The clinical manifestations of 253 neuroblastoma cases in childhood, treated in Denmark from 1943 to 1980, were reviewed. Most striking was the vagueness of symptoms in the majority of patients, only a few of whom exhibited the symptoms strongly suggestive of a neuroblastoma (i.e. the Horner syndrome, the watery diarrhoea syndrome, the dancing eye syndrome). The vagueness of the symptoms might have led to fatal procrastination of the diagnosis. The diagnostic delay has, however, no independent prognostic significance for survival in our patients (p = 0.09).
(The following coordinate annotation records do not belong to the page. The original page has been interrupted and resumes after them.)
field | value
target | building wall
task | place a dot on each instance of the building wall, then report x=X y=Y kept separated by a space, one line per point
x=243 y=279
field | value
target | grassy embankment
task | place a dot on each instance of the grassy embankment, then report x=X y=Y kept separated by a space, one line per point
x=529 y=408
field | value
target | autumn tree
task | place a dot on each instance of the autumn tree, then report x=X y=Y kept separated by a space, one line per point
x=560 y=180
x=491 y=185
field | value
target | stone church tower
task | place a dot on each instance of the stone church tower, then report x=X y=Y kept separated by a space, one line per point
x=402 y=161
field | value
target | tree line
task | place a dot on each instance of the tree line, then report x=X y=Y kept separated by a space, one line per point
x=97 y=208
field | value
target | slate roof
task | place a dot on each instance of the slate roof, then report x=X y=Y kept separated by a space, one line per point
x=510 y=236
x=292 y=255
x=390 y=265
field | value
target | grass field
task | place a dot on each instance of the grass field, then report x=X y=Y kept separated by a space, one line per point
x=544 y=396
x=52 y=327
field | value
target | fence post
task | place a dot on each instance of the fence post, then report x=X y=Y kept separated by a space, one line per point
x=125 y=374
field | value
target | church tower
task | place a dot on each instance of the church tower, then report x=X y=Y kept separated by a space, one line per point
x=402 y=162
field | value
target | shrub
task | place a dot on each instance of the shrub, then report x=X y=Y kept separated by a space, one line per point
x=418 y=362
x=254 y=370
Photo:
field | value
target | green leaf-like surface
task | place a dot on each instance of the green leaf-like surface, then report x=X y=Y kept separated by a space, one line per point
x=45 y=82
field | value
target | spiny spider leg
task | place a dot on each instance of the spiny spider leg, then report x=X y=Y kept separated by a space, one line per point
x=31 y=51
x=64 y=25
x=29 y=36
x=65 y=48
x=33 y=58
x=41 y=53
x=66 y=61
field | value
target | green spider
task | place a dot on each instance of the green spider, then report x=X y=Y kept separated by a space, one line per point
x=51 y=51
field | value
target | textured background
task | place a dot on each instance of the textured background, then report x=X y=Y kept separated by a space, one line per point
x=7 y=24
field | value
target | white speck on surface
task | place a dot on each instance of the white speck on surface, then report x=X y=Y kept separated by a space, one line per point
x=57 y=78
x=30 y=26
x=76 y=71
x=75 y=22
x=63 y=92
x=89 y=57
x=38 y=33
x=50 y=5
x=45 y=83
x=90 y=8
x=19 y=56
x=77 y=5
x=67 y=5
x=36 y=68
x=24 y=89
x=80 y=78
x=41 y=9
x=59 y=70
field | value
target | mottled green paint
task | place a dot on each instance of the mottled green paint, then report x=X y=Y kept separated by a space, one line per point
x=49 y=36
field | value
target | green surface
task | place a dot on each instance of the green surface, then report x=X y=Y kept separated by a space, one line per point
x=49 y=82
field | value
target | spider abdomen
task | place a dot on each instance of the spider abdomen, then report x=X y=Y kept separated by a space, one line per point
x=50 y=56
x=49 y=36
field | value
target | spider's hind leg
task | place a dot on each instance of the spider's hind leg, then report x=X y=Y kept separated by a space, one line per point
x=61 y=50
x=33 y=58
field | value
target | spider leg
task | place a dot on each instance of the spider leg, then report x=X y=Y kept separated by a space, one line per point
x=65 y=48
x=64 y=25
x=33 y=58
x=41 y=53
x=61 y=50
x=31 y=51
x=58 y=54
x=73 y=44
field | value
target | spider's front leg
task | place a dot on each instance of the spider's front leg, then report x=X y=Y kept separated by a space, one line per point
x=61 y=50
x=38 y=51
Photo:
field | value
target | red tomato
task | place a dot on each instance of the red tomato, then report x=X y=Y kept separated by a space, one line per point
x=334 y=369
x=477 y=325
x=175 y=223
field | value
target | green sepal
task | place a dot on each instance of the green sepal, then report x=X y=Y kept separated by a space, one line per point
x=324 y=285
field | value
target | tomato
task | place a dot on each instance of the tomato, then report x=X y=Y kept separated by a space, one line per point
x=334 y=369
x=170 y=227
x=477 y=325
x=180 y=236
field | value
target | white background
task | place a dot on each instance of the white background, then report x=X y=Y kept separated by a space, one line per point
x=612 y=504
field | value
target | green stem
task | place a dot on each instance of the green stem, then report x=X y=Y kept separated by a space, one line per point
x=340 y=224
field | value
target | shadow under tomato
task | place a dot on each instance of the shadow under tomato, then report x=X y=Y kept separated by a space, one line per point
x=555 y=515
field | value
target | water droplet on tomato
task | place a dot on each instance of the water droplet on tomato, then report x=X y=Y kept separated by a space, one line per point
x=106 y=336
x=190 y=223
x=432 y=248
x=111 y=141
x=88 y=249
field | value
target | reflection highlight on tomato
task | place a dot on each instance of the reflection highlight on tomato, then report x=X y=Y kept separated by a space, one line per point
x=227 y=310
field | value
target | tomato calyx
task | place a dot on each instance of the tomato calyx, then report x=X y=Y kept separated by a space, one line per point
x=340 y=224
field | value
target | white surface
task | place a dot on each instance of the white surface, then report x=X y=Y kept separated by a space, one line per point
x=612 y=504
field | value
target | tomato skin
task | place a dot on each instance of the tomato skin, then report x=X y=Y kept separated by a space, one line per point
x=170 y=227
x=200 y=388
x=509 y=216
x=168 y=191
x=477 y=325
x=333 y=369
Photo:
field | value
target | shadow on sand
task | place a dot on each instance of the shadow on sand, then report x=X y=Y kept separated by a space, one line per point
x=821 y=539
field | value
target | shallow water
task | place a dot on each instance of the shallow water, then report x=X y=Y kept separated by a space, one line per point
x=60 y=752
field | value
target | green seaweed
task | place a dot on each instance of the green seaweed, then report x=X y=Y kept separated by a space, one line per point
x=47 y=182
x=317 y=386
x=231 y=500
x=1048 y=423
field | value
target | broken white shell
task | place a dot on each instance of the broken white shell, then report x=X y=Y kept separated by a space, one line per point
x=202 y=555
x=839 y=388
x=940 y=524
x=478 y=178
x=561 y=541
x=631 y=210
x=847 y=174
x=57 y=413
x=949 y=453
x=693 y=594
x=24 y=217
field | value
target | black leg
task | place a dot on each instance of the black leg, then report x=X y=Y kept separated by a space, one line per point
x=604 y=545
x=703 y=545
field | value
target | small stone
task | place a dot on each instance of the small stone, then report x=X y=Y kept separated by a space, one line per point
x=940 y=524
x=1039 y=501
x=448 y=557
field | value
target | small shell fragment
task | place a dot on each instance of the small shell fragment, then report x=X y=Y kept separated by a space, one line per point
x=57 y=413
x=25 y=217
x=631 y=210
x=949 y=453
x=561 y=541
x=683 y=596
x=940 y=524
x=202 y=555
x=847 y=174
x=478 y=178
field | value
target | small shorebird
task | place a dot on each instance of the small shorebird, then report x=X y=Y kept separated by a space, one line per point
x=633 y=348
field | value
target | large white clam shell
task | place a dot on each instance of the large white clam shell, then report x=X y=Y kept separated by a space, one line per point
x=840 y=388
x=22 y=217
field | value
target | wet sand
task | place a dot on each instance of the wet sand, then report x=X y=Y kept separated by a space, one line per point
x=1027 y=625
The maximal tumour spread was recorded for all 253 patients, and the distribution of metastases was in accordance with the "soil-seed" hypothesis. The tumour spreads with equal frequency by local growth, by lymphatic vessels to distant lymph nodes, and by blood to bone. Only in widely disseminated tumours are metastases to the lungs, the meninges, the brain, and the reproductive organs seen to occur. Eighty-five percent of the patients, for whom data were available, excreted VMA above the normal value for their age, and 43% excreted Norepinephrine + Epinephrine (N + E) above normal levels. The excretion of both VMA and N + E was significantly correlated to stage, and thus to prognosis. Neither the level of VMA excretion nor the level of N + E had any bearing on the survival when age and stage were adjusted for. Serial VMA and N + E determinations show that patients with normal values for these parameters had significantly better prognosis than patients with elevated values during the first, second, third and fourth trimesters after the initiation of treatment. Increasing values in the individual patient were associated with a poor prognosis. We found no correlation between the initial leucocyte count and survival when age and stage were adjusted for.